Axel Adler Jr., an analyst at CryptoQuant, believes Bitcoin’s sharp rise was fueled almost entirely by the derivatives market, where long traders dominated with a cumulative take volume of $800 million.
While similar patterns have previously preceded rapid price gains—as BTC did this time, climbing from $78,000 to $85,000 within days—Adler cautions that the absence of strong spot buying could make the rally fragile.
Сheck this out: What are market makers and takers?
Bitcoin ETFs See a Revival in Institutional Interest
On April 15, 2025, net inflows into U.S. spot Bitcoin ETFs hit $76.4 million—the first significant positive activity since April 2.
After a string of sluggish sessions (including yesterday’s underwhelming $1.5 million), the renewed inflow signals a possible shift in sentiment from large-scale investors.
Biggest ETF flows on the board?
- iShares Bitcoin Trust ETF (IBIT) from BlackRock – $38.2 million
- 21Shares Bitcoin ETF (ARKB) from Ark Invest – $13.4 million
The cooling interest in BTC-backed ETFs is hard to miss: more than $550 million has exited the space since the start of April.
According to analysts, many institutional investors are losing faith in the idea of Bitcoin as “digital gold.” Instead, its correlation with equities continues to strengthen—while physical gold, the original store of value, has risen over 15% since March 2025.
China Wants to Dump Seized BTC—but There’s a Catch
In a strange twist of economic irony, Chinese authorities are reportedly looking to sell off confiscated Bitcoin—not to embrace crypto, but to realize paper profits and preempt legal entanglements.
Yet beneath the surface lies a deeper contradiction: with crypto trading banned and no clear policy for managing digital seizures, any such sale tiptoes through a legal minefield—one strewn with ambiguity and the specter of corruption.
Related: China Turns U.S. Tariffs Into a Catalyst for Economic Growth
Select Chinese provincial governments are now working with private entities employing offshore mechanisms to discreetly convert digital assets into cash.
Estimates indicate that regional balances alone contain around 15,000 BTC, valued at $1.4 billion.
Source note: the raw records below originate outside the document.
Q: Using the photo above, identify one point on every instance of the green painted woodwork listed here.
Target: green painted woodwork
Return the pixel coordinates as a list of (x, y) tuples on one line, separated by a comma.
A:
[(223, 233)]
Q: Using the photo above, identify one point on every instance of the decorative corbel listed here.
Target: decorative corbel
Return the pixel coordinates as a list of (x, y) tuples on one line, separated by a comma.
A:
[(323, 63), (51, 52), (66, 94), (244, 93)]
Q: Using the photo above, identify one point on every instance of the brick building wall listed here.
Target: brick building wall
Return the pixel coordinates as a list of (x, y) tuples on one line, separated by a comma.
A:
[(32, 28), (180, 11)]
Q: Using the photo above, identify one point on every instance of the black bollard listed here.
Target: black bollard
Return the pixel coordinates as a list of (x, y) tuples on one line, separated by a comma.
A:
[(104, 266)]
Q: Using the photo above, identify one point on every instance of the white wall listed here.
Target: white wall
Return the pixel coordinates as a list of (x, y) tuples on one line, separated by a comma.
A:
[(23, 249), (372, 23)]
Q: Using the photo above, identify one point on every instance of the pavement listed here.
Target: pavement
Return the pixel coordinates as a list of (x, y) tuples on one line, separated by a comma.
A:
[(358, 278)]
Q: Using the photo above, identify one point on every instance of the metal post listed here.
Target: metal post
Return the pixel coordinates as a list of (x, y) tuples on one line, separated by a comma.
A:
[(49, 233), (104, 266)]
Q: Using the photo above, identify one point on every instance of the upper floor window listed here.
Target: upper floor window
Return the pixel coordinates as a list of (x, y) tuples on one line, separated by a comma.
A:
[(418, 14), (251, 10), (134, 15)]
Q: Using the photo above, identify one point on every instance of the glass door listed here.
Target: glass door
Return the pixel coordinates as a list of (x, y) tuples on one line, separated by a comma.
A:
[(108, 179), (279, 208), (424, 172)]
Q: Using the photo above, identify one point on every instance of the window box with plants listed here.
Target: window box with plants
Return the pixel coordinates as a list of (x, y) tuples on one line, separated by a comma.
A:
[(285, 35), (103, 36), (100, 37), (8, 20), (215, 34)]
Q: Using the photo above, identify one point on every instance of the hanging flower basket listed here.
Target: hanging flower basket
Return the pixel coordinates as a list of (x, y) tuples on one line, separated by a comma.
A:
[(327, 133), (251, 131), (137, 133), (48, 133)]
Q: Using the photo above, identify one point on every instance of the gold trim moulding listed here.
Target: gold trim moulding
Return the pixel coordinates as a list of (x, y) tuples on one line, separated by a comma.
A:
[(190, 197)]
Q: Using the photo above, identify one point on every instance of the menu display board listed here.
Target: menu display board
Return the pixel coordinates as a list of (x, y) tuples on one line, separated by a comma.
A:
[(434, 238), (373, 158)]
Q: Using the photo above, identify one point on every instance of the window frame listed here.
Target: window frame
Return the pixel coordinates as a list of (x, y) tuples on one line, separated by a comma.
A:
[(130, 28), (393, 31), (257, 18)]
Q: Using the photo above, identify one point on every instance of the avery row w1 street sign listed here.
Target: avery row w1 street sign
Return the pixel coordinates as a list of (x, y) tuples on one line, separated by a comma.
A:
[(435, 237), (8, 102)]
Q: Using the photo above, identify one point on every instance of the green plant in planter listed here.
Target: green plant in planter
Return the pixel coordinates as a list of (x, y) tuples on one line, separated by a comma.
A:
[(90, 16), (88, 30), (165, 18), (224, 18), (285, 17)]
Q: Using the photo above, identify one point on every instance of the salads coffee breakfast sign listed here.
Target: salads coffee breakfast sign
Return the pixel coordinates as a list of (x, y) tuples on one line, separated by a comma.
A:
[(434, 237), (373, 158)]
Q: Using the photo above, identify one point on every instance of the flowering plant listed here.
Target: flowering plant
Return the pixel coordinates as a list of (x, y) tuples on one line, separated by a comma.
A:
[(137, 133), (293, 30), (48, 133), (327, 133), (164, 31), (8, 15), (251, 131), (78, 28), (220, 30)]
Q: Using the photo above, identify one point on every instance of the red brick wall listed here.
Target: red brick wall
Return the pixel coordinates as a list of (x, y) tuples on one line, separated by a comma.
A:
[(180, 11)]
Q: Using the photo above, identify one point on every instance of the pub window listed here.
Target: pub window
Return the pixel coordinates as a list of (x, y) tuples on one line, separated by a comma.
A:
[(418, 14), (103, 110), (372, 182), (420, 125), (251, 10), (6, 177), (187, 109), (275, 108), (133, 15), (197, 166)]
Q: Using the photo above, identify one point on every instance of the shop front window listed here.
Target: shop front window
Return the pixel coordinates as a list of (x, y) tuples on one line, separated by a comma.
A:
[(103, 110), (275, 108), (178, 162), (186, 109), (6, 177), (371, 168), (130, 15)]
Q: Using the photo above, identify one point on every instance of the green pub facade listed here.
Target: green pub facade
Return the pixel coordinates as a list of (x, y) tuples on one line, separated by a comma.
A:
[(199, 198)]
Data from Bitbo places China’s national Bitcoin holdings at 194,000 BTC—about $16 billion—ranking just behind the U.S. in global state ownership.
A more centralised management would help China maximize the value of the seized cryptocurrencies,
expresses Winston Ma, adjunct professor at NYU Law School and a former managing director of China Investment Corp (CIC).
Ru Haiyang, co-CEO at Hong Kong's largest licensed crypto exchange HashKey, suggests China is more likely to quietly build a strategic Bitcoin reserve than liquidate it. For now, accumulation seems to align with Beijing’s long game.
But with economic headwinds intensifying—from geopolitical frictions to trade war fallout—that calculus may shift. Under pressure, even ideology bends. The reserves they swore to keep may become the assets they’re forced to sell.
Were such sales to materialize, a localized correction would be almost inevitable. But for now, the prospect of a sweeping Chinese sell-off remains largely theoretical.
In the immediate outlook, Bitcoin’s direction will hinge on three psychological markers: $85,000, $83,000, and $80,000. These thresholds may chart the next leg up—but few in the analyst community believe $90,000 is within close reach.